My daughter’s family registry (her honseki) – 平澤えみりの本籍

There is a silly excuse the Japanese government gives all the time for not allowing or enforcing child visitation rights. Under current family law it is not possible to register a child on two  family registries. While married, the two spouses are on the same family registry of course, and so are their children. After a divorce, one spouse is removed from the registry (though records remain of having been on the registry) and enters a different family registry (his or her own). The children go on one and only one of the two registries, therefore only one parent has custody. It’s an all or nothing game.
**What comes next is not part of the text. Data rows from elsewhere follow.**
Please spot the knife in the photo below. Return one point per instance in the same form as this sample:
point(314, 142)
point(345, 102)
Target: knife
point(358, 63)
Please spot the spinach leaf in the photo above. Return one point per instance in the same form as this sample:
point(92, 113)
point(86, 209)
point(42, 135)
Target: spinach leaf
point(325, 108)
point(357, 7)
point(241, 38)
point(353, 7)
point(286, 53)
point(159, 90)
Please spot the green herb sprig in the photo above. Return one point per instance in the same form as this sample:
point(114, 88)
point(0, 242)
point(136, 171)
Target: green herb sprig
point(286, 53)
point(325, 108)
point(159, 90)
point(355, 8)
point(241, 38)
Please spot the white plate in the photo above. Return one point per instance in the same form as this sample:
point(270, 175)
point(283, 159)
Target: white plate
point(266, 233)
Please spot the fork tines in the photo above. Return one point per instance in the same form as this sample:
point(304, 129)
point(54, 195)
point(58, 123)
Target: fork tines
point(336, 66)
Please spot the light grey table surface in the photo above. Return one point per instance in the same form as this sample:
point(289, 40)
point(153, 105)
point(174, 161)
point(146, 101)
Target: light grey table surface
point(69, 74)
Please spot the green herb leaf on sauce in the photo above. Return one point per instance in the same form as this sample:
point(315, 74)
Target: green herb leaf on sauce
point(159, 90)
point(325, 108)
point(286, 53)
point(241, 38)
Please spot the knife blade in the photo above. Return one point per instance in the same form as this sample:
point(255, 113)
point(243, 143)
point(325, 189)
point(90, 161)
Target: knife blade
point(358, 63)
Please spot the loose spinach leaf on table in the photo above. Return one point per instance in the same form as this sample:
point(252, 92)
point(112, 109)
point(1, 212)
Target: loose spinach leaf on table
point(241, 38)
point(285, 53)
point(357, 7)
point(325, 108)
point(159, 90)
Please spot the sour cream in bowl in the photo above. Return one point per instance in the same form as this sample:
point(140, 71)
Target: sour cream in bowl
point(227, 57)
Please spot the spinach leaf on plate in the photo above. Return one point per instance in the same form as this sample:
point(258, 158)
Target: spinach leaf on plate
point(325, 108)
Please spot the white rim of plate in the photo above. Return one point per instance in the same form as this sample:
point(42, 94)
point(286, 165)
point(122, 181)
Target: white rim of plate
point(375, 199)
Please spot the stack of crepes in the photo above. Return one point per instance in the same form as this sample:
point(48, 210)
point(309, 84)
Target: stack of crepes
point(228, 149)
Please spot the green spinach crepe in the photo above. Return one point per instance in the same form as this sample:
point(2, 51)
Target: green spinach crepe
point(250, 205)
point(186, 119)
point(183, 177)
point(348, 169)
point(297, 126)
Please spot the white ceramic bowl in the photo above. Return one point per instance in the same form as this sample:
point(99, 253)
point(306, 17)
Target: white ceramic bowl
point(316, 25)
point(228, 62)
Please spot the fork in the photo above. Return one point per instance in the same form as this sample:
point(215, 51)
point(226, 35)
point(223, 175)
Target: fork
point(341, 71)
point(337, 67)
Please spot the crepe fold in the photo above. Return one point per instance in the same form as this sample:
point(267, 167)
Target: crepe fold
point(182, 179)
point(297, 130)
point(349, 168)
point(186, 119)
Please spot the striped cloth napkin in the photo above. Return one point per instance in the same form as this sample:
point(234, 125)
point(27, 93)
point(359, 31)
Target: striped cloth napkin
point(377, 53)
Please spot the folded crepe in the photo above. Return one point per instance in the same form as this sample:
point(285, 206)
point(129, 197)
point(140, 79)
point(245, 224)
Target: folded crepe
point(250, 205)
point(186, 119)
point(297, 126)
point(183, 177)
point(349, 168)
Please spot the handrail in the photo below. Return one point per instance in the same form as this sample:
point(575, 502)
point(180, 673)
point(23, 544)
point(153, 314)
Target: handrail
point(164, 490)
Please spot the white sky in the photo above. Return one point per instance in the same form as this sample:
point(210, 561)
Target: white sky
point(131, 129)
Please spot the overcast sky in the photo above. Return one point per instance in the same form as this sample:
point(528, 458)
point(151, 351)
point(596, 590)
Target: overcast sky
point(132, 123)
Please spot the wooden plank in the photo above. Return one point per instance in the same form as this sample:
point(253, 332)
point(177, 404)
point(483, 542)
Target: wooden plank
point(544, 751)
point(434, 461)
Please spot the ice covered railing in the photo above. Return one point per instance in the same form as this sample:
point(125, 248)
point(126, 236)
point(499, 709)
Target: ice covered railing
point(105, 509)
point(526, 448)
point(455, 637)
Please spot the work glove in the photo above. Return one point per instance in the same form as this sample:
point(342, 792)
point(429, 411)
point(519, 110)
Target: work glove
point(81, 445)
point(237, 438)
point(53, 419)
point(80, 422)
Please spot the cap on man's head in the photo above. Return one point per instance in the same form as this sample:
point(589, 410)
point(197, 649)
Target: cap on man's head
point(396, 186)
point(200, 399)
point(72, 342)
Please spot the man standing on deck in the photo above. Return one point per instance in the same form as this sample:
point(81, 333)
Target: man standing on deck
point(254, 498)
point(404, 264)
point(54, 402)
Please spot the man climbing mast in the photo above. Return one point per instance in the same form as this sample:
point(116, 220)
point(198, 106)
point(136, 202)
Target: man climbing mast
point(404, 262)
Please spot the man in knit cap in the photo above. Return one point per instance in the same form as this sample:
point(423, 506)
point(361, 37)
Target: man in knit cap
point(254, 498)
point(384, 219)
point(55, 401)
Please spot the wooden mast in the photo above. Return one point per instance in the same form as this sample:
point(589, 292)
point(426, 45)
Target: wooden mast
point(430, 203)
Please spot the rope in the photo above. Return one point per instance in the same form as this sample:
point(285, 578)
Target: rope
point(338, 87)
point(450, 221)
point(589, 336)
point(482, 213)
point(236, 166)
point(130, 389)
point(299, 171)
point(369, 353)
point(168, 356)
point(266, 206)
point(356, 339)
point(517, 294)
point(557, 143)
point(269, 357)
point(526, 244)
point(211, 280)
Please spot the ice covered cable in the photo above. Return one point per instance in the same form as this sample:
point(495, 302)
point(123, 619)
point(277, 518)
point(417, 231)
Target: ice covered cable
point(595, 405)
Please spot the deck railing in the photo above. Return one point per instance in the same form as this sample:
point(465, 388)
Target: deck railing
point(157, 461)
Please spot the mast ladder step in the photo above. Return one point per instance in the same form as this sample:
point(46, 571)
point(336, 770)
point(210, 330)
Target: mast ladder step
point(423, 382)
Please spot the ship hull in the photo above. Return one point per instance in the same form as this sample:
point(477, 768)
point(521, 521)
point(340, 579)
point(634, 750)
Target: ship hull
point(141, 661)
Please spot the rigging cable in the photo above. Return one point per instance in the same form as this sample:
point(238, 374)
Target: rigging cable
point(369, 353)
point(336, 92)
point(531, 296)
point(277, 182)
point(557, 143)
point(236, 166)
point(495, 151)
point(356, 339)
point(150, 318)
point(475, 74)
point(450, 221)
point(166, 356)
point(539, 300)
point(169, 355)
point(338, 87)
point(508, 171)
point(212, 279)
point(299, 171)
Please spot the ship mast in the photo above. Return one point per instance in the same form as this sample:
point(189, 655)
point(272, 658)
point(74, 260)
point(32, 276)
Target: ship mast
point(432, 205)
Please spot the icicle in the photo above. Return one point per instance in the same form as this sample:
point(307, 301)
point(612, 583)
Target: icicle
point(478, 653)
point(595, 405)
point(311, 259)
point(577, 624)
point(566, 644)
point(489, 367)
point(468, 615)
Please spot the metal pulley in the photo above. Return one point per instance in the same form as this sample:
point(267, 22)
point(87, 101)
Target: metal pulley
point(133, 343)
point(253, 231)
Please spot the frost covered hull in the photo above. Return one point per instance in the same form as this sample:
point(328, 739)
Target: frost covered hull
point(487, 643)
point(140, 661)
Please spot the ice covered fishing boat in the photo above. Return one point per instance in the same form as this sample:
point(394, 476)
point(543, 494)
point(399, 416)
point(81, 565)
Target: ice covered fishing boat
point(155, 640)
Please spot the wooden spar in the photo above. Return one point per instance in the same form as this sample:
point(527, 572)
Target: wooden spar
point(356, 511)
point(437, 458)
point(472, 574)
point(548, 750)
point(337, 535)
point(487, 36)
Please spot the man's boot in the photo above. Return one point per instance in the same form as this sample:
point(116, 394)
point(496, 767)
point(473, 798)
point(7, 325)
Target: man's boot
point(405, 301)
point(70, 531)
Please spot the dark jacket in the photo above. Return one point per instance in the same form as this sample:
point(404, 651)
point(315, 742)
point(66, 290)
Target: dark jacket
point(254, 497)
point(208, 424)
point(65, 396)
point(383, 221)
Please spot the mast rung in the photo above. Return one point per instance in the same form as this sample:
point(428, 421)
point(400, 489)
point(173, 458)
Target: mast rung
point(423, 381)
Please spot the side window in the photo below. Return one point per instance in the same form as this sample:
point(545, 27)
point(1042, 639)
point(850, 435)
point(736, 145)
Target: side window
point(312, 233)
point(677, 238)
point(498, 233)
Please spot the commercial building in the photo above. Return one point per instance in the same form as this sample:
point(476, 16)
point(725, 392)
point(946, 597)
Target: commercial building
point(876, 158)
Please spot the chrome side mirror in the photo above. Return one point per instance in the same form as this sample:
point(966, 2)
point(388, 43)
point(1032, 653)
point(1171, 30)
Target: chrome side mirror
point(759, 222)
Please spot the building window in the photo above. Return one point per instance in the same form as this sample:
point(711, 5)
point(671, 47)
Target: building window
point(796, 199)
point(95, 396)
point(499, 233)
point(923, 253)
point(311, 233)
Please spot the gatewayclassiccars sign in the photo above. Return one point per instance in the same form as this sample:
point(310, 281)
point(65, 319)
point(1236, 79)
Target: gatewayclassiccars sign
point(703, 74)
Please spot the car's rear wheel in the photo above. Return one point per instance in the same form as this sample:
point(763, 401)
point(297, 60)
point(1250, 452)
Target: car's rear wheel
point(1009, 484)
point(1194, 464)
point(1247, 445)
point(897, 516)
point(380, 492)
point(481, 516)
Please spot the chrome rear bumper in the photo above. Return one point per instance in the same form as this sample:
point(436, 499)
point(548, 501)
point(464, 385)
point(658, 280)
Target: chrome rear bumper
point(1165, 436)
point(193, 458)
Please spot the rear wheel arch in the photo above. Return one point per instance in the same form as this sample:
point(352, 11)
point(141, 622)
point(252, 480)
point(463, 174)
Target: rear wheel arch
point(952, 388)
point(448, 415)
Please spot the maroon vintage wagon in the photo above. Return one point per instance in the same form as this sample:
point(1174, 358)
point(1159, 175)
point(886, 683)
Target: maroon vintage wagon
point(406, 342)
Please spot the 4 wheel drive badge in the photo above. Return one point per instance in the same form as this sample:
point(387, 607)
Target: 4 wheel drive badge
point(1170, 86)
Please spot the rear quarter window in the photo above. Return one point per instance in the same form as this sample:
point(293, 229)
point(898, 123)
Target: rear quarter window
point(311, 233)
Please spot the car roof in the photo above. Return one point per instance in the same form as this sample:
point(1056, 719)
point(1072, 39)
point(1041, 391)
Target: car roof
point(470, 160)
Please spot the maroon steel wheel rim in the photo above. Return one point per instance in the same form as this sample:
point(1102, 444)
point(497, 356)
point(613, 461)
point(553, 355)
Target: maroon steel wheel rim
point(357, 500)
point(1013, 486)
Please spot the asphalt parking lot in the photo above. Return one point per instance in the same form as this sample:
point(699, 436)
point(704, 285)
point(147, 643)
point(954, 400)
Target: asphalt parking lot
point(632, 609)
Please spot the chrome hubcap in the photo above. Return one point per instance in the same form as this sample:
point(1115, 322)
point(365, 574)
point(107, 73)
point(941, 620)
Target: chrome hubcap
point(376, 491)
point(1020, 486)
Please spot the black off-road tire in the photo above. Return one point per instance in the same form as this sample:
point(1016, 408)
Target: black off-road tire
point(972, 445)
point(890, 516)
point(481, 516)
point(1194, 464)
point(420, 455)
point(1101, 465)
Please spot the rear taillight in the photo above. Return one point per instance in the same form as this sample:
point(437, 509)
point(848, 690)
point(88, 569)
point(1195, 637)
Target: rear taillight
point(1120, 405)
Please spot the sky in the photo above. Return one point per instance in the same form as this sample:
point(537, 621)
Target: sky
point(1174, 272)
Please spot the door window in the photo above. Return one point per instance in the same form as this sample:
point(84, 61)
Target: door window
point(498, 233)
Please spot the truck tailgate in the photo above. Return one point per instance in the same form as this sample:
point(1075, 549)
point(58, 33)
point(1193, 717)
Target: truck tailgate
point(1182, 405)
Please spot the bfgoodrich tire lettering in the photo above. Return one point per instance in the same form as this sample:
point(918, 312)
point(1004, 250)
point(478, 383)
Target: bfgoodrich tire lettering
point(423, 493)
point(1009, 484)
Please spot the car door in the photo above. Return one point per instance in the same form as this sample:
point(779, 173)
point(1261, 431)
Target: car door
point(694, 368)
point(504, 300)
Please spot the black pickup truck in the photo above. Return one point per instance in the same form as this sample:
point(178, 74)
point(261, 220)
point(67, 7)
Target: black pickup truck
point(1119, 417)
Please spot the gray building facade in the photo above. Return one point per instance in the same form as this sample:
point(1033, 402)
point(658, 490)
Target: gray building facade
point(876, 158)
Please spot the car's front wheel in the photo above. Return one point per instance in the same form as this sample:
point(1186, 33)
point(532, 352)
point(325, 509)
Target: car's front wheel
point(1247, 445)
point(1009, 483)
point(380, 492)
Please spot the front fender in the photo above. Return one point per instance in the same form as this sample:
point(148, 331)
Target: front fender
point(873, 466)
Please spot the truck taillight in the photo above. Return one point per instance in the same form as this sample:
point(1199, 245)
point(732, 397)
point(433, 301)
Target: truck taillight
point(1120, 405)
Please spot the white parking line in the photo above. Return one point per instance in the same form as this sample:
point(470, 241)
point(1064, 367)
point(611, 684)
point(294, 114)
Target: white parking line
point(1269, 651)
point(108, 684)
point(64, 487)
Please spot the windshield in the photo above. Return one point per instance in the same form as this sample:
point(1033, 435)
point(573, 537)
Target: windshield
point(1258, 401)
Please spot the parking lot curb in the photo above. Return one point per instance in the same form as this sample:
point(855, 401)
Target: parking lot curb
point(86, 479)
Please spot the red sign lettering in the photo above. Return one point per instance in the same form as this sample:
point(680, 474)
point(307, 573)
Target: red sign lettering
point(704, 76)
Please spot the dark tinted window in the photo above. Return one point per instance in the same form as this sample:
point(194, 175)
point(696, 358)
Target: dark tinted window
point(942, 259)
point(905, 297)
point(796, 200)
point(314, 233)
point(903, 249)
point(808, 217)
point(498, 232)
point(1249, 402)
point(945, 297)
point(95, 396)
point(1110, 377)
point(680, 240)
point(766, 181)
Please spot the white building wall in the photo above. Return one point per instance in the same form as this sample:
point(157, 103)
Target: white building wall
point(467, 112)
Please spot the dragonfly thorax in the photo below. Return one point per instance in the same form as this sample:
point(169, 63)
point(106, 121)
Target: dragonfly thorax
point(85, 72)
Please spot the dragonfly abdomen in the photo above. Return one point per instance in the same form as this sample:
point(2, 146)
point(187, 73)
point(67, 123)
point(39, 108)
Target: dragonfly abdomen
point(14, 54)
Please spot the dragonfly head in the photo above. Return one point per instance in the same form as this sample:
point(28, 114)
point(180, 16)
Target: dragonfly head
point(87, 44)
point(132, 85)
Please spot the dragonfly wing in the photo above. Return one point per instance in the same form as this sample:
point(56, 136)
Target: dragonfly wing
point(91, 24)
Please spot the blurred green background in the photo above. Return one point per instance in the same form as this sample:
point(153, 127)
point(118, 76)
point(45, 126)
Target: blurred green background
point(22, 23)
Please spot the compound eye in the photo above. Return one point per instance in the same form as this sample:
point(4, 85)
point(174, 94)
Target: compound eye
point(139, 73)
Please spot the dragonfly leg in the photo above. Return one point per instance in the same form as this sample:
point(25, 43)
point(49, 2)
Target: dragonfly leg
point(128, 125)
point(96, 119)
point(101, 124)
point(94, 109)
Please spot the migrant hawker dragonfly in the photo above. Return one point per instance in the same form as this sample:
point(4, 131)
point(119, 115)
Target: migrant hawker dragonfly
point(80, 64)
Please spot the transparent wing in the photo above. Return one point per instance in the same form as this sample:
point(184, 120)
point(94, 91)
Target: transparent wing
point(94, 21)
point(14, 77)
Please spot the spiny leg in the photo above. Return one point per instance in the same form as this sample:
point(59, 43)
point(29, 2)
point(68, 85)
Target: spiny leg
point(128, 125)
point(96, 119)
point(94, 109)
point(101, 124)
This is the family registry of my daughter Emilie. It’s actually my ex-wife Shijima Hirasawa’s (平澤しじま) registry. It’s in Japanese but it contains details of her date and place birth, the date she registered her first marriage (to an American) , the date of her divorce from her first husband, the date of her marriage to me, and the date of our daughter’s birth. This copy was made before we divorced so the date of our divorce isn’t there.

Of course, I completely agree there are administrative headaches to creating a fair custody system where both parents have rights to raising their child. But who cares? Civil servants are there to serve! Let them serve and let there be headaches. The plain fact of the matter is the paternalistic family courts simply don’t want to change and would prefer people did what they told them to do.

Japanese bureaucrats are experts and dragging their feet.